DeFi hacks have had an immense impact on the DeFi economy. The first hack being the DAO Attack in 2016 shook everyone – Especially Ethereum.

And how is a 1.5 yr old Ethereum supposed to know it would be vulnerable and taken advantage of?

multiple blocks attached on a virtual space

That was when everyone got a boon and a bane. The lesson is that Web3 is susceptible to code vulnerabilities and information copied to the dark web where hackers took advantage time and time again.

SOME LESSER KNOWN HACKS IN WEB3

Thank you for reading so far! And as a bonus, here are a list of web3 hacks that you have never heard about before:

  1. Coindash ICO Hack, 2017, $7.5 M
  2. Bancor Hack, 2018, $23.5 M
  3. The Cryptopia Hack, 2019, $16 M
  4. Cashaa Hack, 2020, $3.1 M
  5. Etherbase, 2020, $5.4 M
  6. Origin Protocol, 2020, $7 M
  7. Warp Finance, 2020, $7.7 M
  8. Cream Finance, 2021, $37 M
  9. Vee Finance, 2021, $35 M
  10. Inverse Finance, 2022, 1 M

One must come to realize how unheard of most of these DeFi applications are. And how so much money is lost in such transactions is a question one can ponder.

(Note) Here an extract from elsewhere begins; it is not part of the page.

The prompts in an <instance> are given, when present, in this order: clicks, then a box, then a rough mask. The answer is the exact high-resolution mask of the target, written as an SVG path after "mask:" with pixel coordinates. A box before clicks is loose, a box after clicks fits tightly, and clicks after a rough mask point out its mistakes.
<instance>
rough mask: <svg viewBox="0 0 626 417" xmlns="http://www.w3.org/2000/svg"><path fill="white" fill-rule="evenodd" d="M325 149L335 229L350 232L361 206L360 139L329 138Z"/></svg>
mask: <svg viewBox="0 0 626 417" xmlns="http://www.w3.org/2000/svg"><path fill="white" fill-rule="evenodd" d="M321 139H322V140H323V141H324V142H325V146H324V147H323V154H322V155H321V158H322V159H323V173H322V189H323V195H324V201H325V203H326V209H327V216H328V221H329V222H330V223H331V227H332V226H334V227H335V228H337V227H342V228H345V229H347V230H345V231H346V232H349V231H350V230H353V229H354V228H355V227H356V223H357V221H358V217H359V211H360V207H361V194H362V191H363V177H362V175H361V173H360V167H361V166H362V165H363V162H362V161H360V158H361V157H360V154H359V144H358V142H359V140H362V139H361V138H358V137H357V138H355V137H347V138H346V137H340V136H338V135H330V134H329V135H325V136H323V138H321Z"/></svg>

Web3 is safe, maybe, just not completely safe yet. Because, if you see closely, Web3 started only a few years/ a decade ago and has a long way to go. 

We’ve given time to the internet to do its thing and become awesome for the last 3 decades, why not wait 1 more, maybe then Metaverse and Blockchain may actually function better with respect to security,  finance management and global decentralization.